И — вот награда за чистоту сердца: здесь, на кульминационной точке его усилий его ждет озарение. Так бывало у святых. Силуан Афонский много месяцев с покаянным плачем, в томлении и туге сердечной молил Христа о прощении. И едва успел он с отчаянием воскликнуть в сердце: «Ты неумолим!», как увидел живого Христа; «огонь исполнил сердце его и все тело с такой силой, что если бы видение продлилось еще мгновение, он умер бы. После он уже никогда не мог забыть невыразимо кроткий, беспредельно любящий, радостный, непостижимого мира исполненный взгляд Христа». Великая любовь, пролившаяся в его сердце, со всей силой устремилась из его сердца молитвой за все человечество во всех веках его существования.
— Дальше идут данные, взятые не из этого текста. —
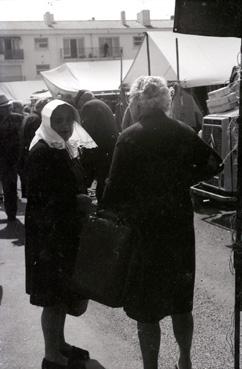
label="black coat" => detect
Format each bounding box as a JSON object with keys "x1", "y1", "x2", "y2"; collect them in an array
[
  {"x1": 25, "y1": 140, "x2": 86, "y2": 306},
  {"x1": 102, "y1": 110, "x2": 221, "y2": 322},
  {"x1": 0, "y1": 113, "x2": 23, "y2": 173},
  {"x1": 80, "y1": 99, "x2": 118, "y2": 200}
]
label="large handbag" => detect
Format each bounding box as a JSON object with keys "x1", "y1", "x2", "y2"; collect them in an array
[{"x1": 73, "y1": 211, "x2": 131, "y2": 307}]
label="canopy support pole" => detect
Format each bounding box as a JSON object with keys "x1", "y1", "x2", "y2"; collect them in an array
[
  {"x1": 234, "y1": 39, "x2": 242, "y2": 369},
  {"x1": 145, "y1": 32, "x2": 151, "y2": 76}
]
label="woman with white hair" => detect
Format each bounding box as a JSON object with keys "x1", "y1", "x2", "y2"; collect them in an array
[{"x1": 102, "y1": 76, "x2": 222, "y2": 369}]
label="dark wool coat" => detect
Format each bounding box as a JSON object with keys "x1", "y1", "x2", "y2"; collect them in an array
[
  {"x1": 80, "y1": 99, "x2": 118, "y2": 200},
  {"x1": 102, "y1": 110, "x2": 221, "y2": 322},
  {"x1": 25, "y1": 140, "x2": 86, "y2": 306}
]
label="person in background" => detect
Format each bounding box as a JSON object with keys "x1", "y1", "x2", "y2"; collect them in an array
[
  {"x1": 25, "y1": 99, "x2": 93, "y2": 369},
  {"x1": 18, "y1": 98, "x2": 50, "y2": 198},
  {"x1": 12, "y1": 100, "x2": 24, "y2": 115},
  {"x1": 0, "y1": 94, "x2": 22, "y2": 222},
  {"x1": 100, "y1": 76, "x2": 222, "y2": 369},
  {"x1": 74, "y1": 90, "x2": 118, "y2": 201}
]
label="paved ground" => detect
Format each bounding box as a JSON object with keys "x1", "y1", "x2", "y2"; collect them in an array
[{"x1": 0, "y1": 197, "x2": 239, "y2": 369}]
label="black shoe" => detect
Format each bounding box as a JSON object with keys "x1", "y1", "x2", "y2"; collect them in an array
[
  {"x1": 61, "y1": 346, "x2": 90, "y2": 361},
  {"x1": 8, "y1": 215, "x2": 17, "y2": 222},
  {"x1": 41, "y1": 359, "x2": 68, "y2": 369}
]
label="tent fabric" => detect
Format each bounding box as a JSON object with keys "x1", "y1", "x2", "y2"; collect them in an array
[
  {"x1": 123, "y1": 31, "x2": 240, "y2": 88},
  {"x1": 41, "y1": 60, "x2": 132, "y2": 97},
  {"x1": 0, "y1": 80, "x2": 50, "y2": 104}
]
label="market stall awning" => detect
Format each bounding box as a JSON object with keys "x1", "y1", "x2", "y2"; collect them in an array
[
  {"x1": 124, "y1": 31, "x2": 240, "y2": 87},
  {"x1": 0, "y1": 80, "x2": 51, "y2": 104},
  {"x1": 41, "y1": 60, "x2": 132, "y2": 97}
]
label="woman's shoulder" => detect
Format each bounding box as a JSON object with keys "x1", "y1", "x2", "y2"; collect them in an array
[{"x1": 29, "y1": 140, "x2": 51, "y2": 159}]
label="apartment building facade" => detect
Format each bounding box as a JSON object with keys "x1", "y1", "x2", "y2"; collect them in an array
[{"x1": 0, "y1": 10, "x2": 173, "y2": 82}]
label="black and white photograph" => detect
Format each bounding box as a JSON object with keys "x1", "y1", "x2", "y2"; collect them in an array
[{"x1": 0, "y1": 0, "x2": 242, "y2": 369}]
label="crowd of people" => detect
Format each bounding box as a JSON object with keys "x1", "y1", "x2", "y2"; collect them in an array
[{"x1": 0, "y1": 76, "x2": 223, "y2": 369}]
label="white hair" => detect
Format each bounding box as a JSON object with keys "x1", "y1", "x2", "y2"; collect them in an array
[{"x1": 129, "y1": 76, "x2": 171, "y2": 120}]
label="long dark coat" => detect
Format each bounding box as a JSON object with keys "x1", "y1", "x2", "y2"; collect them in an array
[
  {"x1": 25, "y1": 140, "x2": 86, "y2": 306},
  {"x1": 103, "y1": 110, "x2": 221, "y2": 322},
  {"x1": 80, "y1": 99, "x2": 118, "y2": 200}
]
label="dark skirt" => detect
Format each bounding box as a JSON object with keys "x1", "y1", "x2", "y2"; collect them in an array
[{"x1": 124, "y1": 224, "x2": 195, "y2": 323}]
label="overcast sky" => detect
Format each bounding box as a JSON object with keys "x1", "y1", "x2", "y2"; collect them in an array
[{"x1": 0, "y1": 0, "x2": 175, "y2": 21}]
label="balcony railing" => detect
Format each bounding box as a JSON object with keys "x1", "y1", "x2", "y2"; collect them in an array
[
  {"x1": 3, "y1": 49, "x2": 24, "y2": 60},
  {"x1": 61, "y1": 47, "x2": 121, "y2": 60}
]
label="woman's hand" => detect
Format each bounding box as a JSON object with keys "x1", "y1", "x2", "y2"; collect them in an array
[{"x1": 77, "y1": 194, "x2": 96, "y2": 216}]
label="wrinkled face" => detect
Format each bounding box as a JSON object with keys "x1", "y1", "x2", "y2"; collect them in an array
[{"x1": 50, "y1": 105, "x2": 75, "y2": 141}]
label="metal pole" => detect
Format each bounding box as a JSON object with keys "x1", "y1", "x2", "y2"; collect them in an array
[
  {"x1": 145, "y1": 32, "x2": 151, "y2": 76},
  {"x1": 234, "y1": 39, "x2": 242, "y2": 369},
  {"x1": 176, "y1": 38, "x2": 180, "y2": 83},
  {"x1": 120, "y1": 47, "x2": 123, "y2": 86}
]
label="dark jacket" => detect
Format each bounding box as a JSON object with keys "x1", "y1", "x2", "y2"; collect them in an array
[
  {"x1": 102, "y1": 110, "x2": 221, "y2": 322},
  {"x1": 0, "y1": 113, "x2": 23, "y2": 171},
  {"x1": 80, "y1": 99, "x2": 118, "y2": 200}
]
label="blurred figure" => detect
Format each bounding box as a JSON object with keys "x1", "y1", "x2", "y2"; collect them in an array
[
  {"x1": 101, "y1": 76, "x2": 222, "y2": 369},
  {"x1": 18, "y1": 98, "x2": 50, "y2": 198},
  {"x1": 12, "y1": 100, "x2": 24, "y2": 115},
  {"x1": 171, "y1": 84, "x2": 203, "y2": 133},
  {"x1": 74, "y1": 90, "x2": 118, "y2": 201},
  {"x1": 0, "y1": 95, "x2": 22, "y2": 221}
]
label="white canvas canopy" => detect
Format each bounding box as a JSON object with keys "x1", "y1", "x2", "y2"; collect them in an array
[
  {"x1": 41, "y1": 60, "x2": 132, "y2": 97},
  {"x1": 0, "y1": 80, "x2": 51, "y2": 104},
  {"x1": 123, "y1": 31, "x2": 240, "y2": 87}
]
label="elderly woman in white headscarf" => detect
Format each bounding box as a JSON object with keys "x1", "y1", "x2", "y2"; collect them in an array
[
  {"x1": 102, "y1": 76, "x2": 222, "y2": 369},
  {"x1": 25, "y1": 100, "x2": 96, "y2": 369}
]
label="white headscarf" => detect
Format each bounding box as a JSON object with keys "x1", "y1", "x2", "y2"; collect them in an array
[{"x1": 29, "y1": 99, "x2": 97, "y2": 158}]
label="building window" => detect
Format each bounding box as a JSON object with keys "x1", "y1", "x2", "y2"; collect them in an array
[
  {"x1": 63, "y1": 37, "x2": 85, "y2": 59},
  {"x1": 36, "y1": 64, "x2": 50, "y2": 75},
  {"x1": 133, "y1": 35, "x2": 144, "y2": 47},
  {"x1": 99, "y1": 37, "x2": 121, "y2": 57},
  {"x1": 34, "y1": 37, "x2": 48, "y2": 50}
]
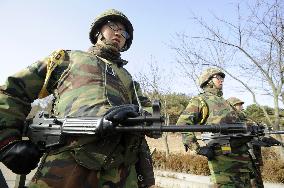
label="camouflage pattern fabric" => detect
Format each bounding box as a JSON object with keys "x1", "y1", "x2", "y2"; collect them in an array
[
  {"x1": 198, "y1": 68, "x2": 225, "y2": 88},
  {"x1": 177, "y1": 88, "x2": 251, "y2": 187},
  {"x1": 0, "y1": 45, "x2": 151, "y2": 187},
  {"x1": 29, "y1": 152, "x2": 138, "y2": 188}
]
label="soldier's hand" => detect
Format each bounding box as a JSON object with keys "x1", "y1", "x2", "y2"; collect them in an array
[
  {"x1": 104, "y1": 104, "x2": 139, "y2": 125},
  {"x1": 0, "y1": 140, "x2": 42, "y2": 174}
]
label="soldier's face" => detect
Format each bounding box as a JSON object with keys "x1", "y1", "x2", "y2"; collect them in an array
[
  {"x1": 101, "y1": 21, "x2": 128, "y2": 51},
  {"x1": 212, "y1": 74, "x2": 224, "y2": 89}
]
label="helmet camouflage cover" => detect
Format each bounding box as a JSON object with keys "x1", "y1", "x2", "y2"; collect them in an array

А что в этой Прелюдии? Что же видит ее в ее свете кульминации интонационный субъект?

Начинается реприза. Реприза-Преображение. Звучание перенесено на октаву выше. «Человек, говорящий о любви, должен слышать эхо своих слов на небе». Рахманинов словно знал эти слова прозорливого старца схимонаха Луки из греческого монастыря на Святой горе Афон, сказанные в 2002 году: основная мелодия сопровождается эхом из рая, куда нас приводит нить нервущейся молитвенной связи с Небом.

А как будет выглядеть Прелюдия, если исключить ее высший религиозный слой и содержанием линии волны развития сделать изменение уровня эмоциональной напряженности в точном соответствии с расхожим представлением о музыке как языке эмоций?
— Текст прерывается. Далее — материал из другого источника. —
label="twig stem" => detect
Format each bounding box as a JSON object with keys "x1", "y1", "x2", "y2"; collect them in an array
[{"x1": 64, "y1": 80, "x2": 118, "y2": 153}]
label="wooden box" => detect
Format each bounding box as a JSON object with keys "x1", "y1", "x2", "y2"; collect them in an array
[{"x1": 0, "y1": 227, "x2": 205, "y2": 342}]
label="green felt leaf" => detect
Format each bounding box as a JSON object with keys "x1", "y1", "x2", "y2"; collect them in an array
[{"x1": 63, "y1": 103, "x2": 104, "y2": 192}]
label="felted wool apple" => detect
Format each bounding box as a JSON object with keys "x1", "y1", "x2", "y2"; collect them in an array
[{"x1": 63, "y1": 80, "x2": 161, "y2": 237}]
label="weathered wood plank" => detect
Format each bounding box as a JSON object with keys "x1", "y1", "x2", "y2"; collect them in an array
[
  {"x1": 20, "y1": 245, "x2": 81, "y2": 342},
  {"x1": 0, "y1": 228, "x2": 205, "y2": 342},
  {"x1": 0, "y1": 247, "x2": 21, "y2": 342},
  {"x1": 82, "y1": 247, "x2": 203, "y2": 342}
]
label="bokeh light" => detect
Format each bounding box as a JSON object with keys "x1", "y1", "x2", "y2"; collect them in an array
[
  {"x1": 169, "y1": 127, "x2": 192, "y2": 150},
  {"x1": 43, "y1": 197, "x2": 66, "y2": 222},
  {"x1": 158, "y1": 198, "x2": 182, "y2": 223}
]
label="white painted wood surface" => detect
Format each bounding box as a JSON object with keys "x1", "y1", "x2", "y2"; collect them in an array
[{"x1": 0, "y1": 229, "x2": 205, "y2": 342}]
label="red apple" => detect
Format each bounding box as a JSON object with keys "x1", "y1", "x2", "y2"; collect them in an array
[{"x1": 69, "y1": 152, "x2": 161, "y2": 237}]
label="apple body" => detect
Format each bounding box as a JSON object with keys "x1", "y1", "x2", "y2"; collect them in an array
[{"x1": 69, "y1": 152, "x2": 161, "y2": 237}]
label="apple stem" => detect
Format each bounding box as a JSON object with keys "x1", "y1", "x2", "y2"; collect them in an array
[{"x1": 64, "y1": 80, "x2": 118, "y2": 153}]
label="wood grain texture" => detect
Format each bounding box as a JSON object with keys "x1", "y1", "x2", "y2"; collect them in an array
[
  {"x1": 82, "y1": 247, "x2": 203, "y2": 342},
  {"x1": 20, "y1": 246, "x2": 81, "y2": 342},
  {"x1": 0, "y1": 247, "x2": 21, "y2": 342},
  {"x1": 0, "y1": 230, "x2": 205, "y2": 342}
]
Этот опыт и проделывает исполнение не гениальное. Пианистка Marta Deyanova играет прелюдию быстро, страстно и сумбурно, смазывая контраст фактурных планов, словно пытаясь опровергнуть тезис И.Бродского «В каждой музыке Бах». В 1738 году Бах диктовал своему ученику определение: «Конечная и последняя цель генерал-баса, как и всей музыки, — служение славе Божьей и освежению духа. Там, где это не принимается во внимание, там нет настоящей музыки, а есть дьявольская болтовня и шум». Эту последнюю цель и пытается забыть не гениальное исполнение. Но где нет высоты Неба, нет высоты и человека. Линия Пути превращается в бултыхания эмоций. Страстность исполнения, даже усиленная в миллионы крат, не возведет нас на высоту: высота имеет качественно иную природу. И что нам до эмоций? Жаждущие эмоций идут на концерты эстрадной музыки, и там полоскают в них свое сердце, не горящее жаждой высоты.

Развитый духовный слух — способность проникать в религиозный слой содержания музыки — важная, но недооцененная сторона музыкального профессионализма.
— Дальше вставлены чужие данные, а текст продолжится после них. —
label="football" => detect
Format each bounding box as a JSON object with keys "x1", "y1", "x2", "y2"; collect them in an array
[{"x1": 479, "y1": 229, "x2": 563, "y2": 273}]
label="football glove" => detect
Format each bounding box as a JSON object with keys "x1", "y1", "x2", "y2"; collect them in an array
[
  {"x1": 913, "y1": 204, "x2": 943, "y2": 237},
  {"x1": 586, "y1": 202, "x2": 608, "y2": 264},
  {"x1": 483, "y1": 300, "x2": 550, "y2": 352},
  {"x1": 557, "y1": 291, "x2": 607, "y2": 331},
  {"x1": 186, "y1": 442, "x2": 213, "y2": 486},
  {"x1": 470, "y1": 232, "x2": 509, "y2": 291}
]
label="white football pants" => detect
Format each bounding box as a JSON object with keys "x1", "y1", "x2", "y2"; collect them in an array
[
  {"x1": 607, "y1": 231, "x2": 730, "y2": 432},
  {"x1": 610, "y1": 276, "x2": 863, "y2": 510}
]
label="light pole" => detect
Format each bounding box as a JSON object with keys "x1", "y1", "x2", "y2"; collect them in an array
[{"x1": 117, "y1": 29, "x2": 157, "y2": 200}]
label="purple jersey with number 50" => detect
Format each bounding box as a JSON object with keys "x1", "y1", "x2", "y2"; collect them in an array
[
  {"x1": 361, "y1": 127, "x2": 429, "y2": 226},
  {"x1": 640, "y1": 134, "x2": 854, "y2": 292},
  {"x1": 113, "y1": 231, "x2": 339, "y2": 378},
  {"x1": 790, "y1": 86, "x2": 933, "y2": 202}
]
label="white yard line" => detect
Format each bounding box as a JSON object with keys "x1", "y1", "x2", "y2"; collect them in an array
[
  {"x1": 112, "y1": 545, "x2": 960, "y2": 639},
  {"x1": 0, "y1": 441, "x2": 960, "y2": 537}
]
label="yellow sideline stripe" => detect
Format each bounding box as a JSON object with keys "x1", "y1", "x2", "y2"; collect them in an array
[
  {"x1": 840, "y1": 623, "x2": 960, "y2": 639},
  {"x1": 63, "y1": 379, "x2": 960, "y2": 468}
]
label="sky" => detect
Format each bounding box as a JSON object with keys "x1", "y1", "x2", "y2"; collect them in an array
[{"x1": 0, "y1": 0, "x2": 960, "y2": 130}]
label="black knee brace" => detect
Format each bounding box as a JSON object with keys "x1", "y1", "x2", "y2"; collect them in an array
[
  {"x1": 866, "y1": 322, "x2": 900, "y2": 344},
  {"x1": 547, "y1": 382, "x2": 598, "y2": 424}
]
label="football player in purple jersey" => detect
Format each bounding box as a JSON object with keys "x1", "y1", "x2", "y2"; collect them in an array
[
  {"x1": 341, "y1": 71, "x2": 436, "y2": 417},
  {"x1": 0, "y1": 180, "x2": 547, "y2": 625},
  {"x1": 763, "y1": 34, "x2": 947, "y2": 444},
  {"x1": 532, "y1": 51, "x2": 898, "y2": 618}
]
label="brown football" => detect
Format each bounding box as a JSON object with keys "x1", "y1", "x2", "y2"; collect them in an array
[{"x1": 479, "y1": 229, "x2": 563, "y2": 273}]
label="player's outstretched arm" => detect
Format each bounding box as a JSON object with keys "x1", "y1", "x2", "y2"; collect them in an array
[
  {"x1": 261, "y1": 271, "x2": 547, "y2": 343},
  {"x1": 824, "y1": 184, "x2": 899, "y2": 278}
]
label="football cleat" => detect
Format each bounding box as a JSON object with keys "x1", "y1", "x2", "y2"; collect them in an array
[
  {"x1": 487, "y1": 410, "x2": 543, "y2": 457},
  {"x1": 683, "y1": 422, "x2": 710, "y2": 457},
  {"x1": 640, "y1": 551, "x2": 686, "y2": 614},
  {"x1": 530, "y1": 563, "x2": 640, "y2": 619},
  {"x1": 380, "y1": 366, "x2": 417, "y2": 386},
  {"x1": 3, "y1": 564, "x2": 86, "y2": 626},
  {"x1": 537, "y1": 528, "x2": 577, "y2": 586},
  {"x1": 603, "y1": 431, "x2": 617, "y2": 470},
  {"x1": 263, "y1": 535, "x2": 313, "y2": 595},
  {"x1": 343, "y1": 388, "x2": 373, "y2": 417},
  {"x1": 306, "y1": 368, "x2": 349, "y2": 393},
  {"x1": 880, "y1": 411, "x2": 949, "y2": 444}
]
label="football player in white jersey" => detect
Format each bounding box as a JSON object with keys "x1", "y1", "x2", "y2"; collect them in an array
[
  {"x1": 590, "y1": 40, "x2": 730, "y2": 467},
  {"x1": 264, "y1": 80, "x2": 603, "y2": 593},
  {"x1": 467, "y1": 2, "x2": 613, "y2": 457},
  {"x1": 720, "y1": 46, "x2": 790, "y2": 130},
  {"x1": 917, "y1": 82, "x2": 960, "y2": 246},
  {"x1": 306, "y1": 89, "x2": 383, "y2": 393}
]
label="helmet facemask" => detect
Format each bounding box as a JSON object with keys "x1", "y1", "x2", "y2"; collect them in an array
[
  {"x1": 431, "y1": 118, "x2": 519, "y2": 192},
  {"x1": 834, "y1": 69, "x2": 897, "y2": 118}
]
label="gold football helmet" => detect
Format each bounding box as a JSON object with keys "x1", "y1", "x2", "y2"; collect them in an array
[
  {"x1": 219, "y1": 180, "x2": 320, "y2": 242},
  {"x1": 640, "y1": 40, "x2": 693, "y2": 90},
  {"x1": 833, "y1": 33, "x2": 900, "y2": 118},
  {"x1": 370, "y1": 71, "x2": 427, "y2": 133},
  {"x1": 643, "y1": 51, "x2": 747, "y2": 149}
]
Теперь мы уже совсем близко подошли к сущности сонатной формы. Дивная прелюдия заканчивалась озарением. Сонатная форма с него начинает и его кладет в основание всего развития.

Христианская антропология сонатной формы.

В чем уникальность сонатной формы, квинтэссенции принципа развития?

Если форма — просияние идеи в материале, то что собой представляет эта светозарная идея в сонатной форме, побуждавшая многие поколения композиторов находить все новые и новые прекрасные ее решения?

Начнем с видимого признака: в ней единственной из всех форм экспонируется, а, следовательно, и развивается не тема, а процесс. Это латинское слово означает движение вперед, продвижение, течение, натиск, напор…(цедо — идти).

Не просто процесс. В нем таинственное сцепление сил. Экспозиционный процесс содержит в себе некую проблему, загадку. Ее сердцевиной оказывается тонально-тематическое сопряжение главной и побочной партий.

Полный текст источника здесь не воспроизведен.